That’s the view of CAP Automotive which believes that large numbers of pre-registered cars in the market, along with the pursuit of daily rental business by some manufacturers in the closing days of 2013, could lead to reducing trade values for the youngest used cars.
According to the latest Black Book Live market report ‘only around 20 per cent of cars available in the current trade market could be described as anywhere near clean’.
Evidence mounts daily that CAP’s predictions of rising trade prices for desirable stock during early 2014 were correct. However, there is now a growing risk of oversupply among younger cars as many manufacturers continue to pursue dealer pre-registrations or ‘short cycle’ rental business as ways to gain market share.
CAP says fear is developing among dealers and other automotive professionals that oversupply among nearly-new cars may force their values down – a phenomenon that tends to ‘ripple down’ through the other age bands as older cars devalue to remain competitive on the forecourt.
Black Book Live cites the example of low-mileage cars registered last August which are now competing against cars registered less than a month later. The August-registered cars are inevitably falling in value to preserve the ‘premium’ enjoyed by the newer September plate.

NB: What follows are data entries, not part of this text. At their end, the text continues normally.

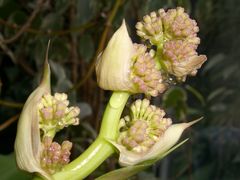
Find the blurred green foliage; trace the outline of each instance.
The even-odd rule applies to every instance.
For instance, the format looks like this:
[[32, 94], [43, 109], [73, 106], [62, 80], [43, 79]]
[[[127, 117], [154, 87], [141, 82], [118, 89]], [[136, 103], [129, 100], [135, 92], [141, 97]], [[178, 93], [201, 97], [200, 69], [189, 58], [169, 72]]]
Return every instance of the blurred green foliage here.
[[[133, 179], [239, 179], [239, 0], [43, 0], [24, 28], [40, 6], [37, 2], [41, 1], [0, 0], [1, 124], [20, 113], [19, 106], [37, 86], [51, 39], [52, 90], [67, 92], [71, 102], [81, 108], [80, 126], [61, 132], [57, 140], [71, 140], [72, 158], [78, 156], [95, 139], [110, 95], [97, 87], [92, 68], [109, 37], [125, 18], [131, 37], [139, 42], [134, 25], [143, 15], [183, 6], [200, 26], [199, 52], [207, 54], [208, 62], [197, 77], [152, 101], [164, 107], [175, 122], [200, 116], [204, 120], [185, 133], [191, 137], [188, 143]], [[117, 2], [120, 4], [110, 21]], [[16, 124], [0, 129], [1, 154], [13, 152]], [[14, 179], [13, 159], [12, 155], [1, 155], [0, 179]], [[116, 158], [108, 159], [89, 179], [115, 169], [116, 162]]]

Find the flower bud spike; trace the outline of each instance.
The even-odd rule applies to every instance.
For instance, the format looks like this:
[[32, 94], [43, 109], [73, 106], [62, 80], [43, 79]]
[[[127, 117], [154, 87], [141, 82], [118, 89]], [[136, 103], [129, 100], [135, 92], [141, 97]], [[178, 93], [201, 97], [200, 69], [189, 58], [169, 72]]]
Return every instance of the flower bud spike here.
[[132, 166], [163, 156], [177, 143], [186, 128], [201, 120], [172, 125], [170, 118], [163, 117], [164, 111], [149, 105], [146, 99], [135, 101], [131, 107], [135, 107], [130, 108], [135, 112], [132, 112], [130, 123], [121, 126], [117, 142], [109, 140], [119, 150], [119, 163], [122, 166]]
[[105, 90], [157, 96], [165, 86], [152, 55], [146, 46], [132, 43], [123, 21], [98, 57], [96, 74], [99, 86]]

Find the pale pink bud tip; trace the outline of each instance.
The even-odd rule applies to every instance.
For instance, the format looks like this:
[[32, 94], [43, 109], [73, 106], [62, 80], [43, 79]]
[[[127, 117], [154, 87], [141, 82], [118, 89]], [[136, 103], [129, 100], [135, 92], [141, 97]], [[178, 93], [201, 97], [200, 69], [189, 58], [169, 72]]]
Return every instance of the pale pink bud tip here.
[[132, 81], [140, 92], [157, 96], [165, 90], [161, 72], [157, 70], [152, 56], [146, 52], [146, 46], [135, 44], [134, 47], [136, 53], [132, 58]]
[[68, 107], [69, 101], [64, 93], [55, 93], [54, 96], [43, 95], [39, 108], [39, 124], [45, 135], [48, 132], [57, 132], [69, 125], [78, 125], [77, 116], [80, 113], [78, 107]]
[[198, 56], [196, 48], [196, 45], [188, 41], [166, 42], [163, 47], [163, 56], [168, 72], [182, 81], [187, 75], [196, 75], [197, 70], [207, 60], [205, 55]]
[[63, 141], [62, 145], [52, 142], [52, 138], [46, 136], [42, 142], [41, 166], [48, 173], [54, 174], [70, 162], [70, 150], [72, 143]]
[[131, 105], [131, 118], [121, 119], [118, 142], [128, 150], [143, 153], [149, 150], [172, 124], [165, 112], [150, 105], [149, 100], [137, 100]]

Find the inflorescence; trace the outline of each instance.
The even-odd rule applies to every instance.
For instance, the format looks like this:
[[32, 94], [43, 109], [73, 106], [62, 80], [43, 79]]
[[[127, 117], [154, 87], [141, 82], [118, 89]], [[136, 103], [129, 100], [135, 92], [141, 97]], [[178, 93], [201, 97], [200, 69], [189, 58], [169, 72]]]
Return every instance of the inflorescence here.
[[187, 75], [196, 75], [207, 59], [196, 52], [200, 44], [197, 23], [181, 7], [151, 12], [136, 24], [136, 29], [143, 40], [157, 46], [156, 62], [177, 80], [185, 81]]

Black Book Live senior editor, Derren Martin said: ‘We are already seeing some pressure on values where short cycle cars are returning to the market.
‘This increase in rental business is not confined to the usual suspects among the mainstream volume manufacturers, with some premium German brands also posting very substantial increases in that area too.
‘Nor is the issue of growing supplies of newer cars confined to increased rental business. Certain manufacturers who have not pursued the same course have, instead, simply increased their number of self-registrations.
‘This shows that, in the pursuit of market share, there is more than one way to skin a cat.’